Todos hemos experimentado, desde la infancia hasta la vejez, esas pequeñas y grandes derrotas de no alcanzar lo que queremos. Tras la pérdida llega un momento extraño, casi imperceptible, cuando dejamos de huir y aceptamos la desnudez del presente. No llega con fanfarrias. Es silencioso, casi un murmullo, como dejarse hundir lentamente en las profundidades del mar. Pero la perdida lo cambia todo. La derrota tiene la capacidad de mostrar lo que realmente nos pertenece.
Durante
mucho tiempo traté las derrotas como si yo fuese un animal nocturno. Ocultarse era
mejor que ser blanco de otros animales salvajes. Un mensaje inesperado podía
parecer peligroso. Compartir algo íntimo era como exponer una arteria. Cada
nuevo proyecto llevaba una pregunta silenciosa: ¿y si no gusta?
El
rechazo y sus sinónimos se sienten como pequeñas muertes porque algo en
nosotros cree que el reconocimiento es la única fuente de oxígeno. De niños
aprendimos que la mirada del Otro nos sostiene. Cuando esa mirada se aparta,
surge el pánico. No es lógica. Es el eco de una marca profunda. La llevamos a
la adultez como una vieja herida que ya no sangra pero aún duele al tacto.
Lo
curioso del fracaso es que es una ilusión, una etiqueta dramática que aplicamos
a un giro inesperado del destino. Las reglas humanas no son leyes universales.
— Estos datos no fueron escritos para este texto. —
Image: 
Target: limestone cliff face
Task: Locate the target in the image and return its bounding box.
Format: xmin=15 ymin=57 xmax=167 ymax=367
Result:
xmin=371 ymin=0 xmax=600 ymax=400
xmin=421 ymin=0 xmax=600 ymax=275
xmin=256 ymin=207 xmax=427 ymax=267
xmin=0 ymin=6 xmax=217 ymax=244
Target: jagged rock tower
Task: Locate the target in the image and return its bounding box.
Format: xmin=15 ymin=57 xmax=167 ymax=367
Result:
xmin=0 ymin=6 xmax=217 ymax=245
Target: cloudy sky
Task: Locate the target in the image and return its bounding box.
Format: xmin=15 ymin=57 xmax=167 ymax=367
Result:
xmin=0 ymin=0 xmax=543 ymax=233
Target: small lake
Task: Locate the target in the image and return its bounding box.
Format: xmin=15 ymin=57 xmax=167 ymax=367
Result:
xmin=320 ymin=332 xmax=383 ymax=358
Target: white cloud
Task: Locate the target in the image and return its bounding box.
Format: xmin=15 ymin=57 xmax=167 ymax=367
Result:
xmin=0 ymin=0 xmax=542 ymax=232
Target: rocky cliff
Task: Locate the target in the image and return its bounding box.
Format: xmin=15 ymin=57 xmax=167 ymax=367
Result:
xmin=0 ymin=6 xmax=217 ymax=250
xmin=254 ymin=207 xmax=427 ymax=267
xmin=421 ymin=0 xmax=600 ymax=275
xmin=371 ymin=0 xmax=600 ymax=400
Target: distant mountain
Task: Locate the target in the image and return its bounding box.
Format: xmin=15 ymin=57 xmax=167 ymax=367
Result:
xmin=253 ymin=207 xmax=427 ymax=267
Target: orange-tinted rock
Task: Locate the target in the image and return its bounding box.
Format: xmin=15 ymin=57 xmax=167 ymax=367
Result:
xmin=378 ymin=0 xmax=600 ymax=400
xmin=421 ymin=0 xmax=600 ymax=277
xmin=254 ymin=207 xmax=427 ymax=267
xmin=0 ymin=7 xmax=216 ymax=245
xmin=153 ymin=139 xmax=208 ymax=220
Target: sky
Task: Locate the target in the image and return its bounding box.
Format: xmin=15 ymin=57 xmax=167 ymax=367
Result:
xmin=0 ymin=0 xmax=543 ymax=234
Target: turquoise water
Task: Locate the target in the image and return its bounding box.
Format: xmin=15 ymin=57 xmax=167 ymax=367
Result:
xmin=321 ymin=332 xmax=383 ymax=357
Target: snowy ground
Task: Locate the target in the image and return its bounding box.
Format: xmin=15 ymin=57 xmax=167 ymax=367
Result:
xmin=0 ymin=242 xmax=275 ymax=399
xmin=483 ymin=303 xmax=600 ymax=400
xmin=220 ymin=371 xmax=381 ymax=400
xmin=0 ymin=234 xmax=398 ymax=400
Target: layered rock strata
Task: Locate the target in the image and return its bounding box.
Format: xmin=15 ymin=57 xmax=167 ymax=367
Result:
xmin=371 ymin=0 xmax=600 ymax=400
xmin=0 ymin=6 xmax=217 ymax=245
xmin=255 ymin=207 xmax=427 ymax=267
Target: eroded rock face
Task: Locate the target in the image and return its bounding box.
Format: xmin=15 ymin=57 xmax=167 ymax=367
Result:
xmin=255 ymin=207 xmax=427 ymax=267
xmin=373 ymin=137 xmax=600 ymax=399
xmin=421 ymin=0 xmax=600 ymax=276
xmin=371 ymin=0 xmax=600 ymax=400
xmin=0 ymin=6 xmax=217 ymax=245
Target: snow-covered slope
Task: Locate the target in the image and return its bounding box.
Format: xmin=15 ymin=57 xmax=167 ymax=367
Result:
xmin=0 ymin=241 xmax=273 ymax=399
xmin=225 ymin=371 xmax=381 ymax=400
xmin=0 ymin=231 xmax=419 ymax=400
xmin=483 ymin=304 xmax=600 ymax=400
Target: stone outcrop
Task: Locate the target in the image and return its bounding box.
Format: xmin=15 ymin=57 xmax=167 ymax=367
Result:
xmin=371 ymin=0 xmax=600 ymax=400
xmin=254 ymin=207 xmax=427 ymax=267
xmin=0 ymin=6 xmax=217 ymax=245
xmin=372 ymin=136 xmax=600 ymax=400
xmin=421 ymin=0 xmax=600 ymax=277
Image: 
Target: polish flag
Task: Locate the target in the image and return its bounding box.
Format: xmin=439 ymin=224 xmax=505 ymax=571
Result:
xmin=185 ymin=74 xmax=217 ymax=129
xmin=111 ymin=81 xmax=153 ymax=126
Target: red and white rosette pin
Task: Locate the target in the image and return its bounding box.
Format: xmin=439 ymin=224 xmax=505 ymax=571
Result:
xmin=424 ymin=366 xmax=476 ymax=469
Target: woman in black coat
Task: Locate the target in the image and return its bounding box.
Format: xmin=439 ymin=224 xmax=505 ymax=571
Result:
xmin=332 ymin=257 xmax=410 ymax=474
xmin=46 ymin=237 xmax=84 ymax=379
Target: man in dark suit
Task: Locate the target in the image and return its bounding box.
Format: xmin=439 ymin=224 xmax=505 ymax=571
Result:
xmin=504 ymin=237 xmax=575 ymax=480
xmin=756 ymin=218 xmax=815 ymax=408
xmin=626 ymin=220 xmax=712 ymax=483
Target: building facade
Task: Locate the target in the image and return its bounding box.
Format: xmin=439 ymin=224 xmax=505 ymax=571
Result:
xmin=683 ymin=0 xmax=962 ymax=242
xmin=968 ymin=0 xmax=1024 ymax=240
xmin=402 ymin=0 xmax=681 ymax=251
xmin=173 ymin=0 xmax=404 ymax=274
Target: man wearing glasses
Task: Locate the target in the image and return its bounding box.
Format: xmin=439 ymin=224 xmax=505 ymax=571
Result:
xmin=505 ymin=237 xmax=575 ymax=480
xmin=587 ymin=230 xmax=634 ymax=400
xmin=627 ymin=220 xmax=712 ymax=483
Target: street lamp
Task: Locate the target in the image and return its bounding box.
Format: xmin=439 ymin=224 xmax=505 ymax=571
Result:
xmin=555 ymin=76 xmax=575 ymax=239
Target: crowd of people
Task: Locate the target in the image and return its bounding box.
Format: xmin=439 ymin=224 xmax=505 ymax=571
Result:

Somos combinaciones infinitas de probabilidades, y cada desvío puede abrir otro
destino. Perder aquello que buscábamos no significa que no vayamos a encontrar
satisfacción en otro lugar. A veces esta aparece en un lugar que jamás
habríamos anticipado.
Si quieres girar a la izquierda
pero un obstáculo te obliga a ir a la derecha, quizá encuentres una moneda de
oro en un camino inesperado. Entonces, ¿fue realmente un fracaso no poder girar
a la izquierda?
Sin
embargo, si la moneda de oro no aparece de inmediato, sufrimos. Como el niño al
que se le cae el chupete, creemos haber perdido la fuente de toda felicidad. Mi
gato, cuando no le gusta la comida que le doy, me mira con decepción, mueve la
cola impacientemente y simplemente se va a dormir. No se aferra. Redirige su
deseo sin dramatismo. Si vas a caer, hazlo con estilo. Hazlo como el gato.
Los
estoicos tenían un nombre para practicar esta aceptación: premeditatio malorum, la premeditación de la pérdida. No
para entrenar el pesimismo, sino para quitarle peso a la esperanza y la tiranía
al miedo. Cuando imaginas lo peor y descubres que, incluso después de eso que
temes ocurre tu núcleo sigue intacto, te encuentras contigo mismo sin
ilusiones.
Esto
me recuerda a la escultura de la piedra. Somos seres cubiertos de capas e
ilusiones que, como una cebolla, nos protegen: la casa, el carro, la familia,
el trabajo, el poema, la belleza, la sonrisa, la mirada. Todas ellas son
construcciones repetidas que el mundo nos enseñó a valorar.
La
derrota, incluso solamente imaginada, provoca una fisura en esas capas. Si
sostienes la derrota en la mente y le permites acercarse, notas algo
inesperado: no desapareces. Sigues allí. Si sobrevives al evento podrás
contarlo, y si no, nada importa. El miedo no tiene el poder que decía tener.
Lacan
diría que el hechizo del Gran Otro empieza a resquebrajarse. La autoridad
imaginada que podría juzgarte de manera absoluta por no alcanzar o sostener lo
que “deberías” resulta estar hecha de humanos ordinarios con sus propios puntos
ciegos y ansiedades. El mundo deja de ser un tribunal. El deseo se vuelve más
libre, menos obediente. Tus acciones dejan de arrodillarse ante la fantasía de
la validación perfecta.
Y
lo que queda después de la derrota es sorprendentemente sólido. Este eres tú:
Tu
curiosidad permanece.
Tus otros proyectos permanecen.
Tu inteligencia híbrida y extraña permanece.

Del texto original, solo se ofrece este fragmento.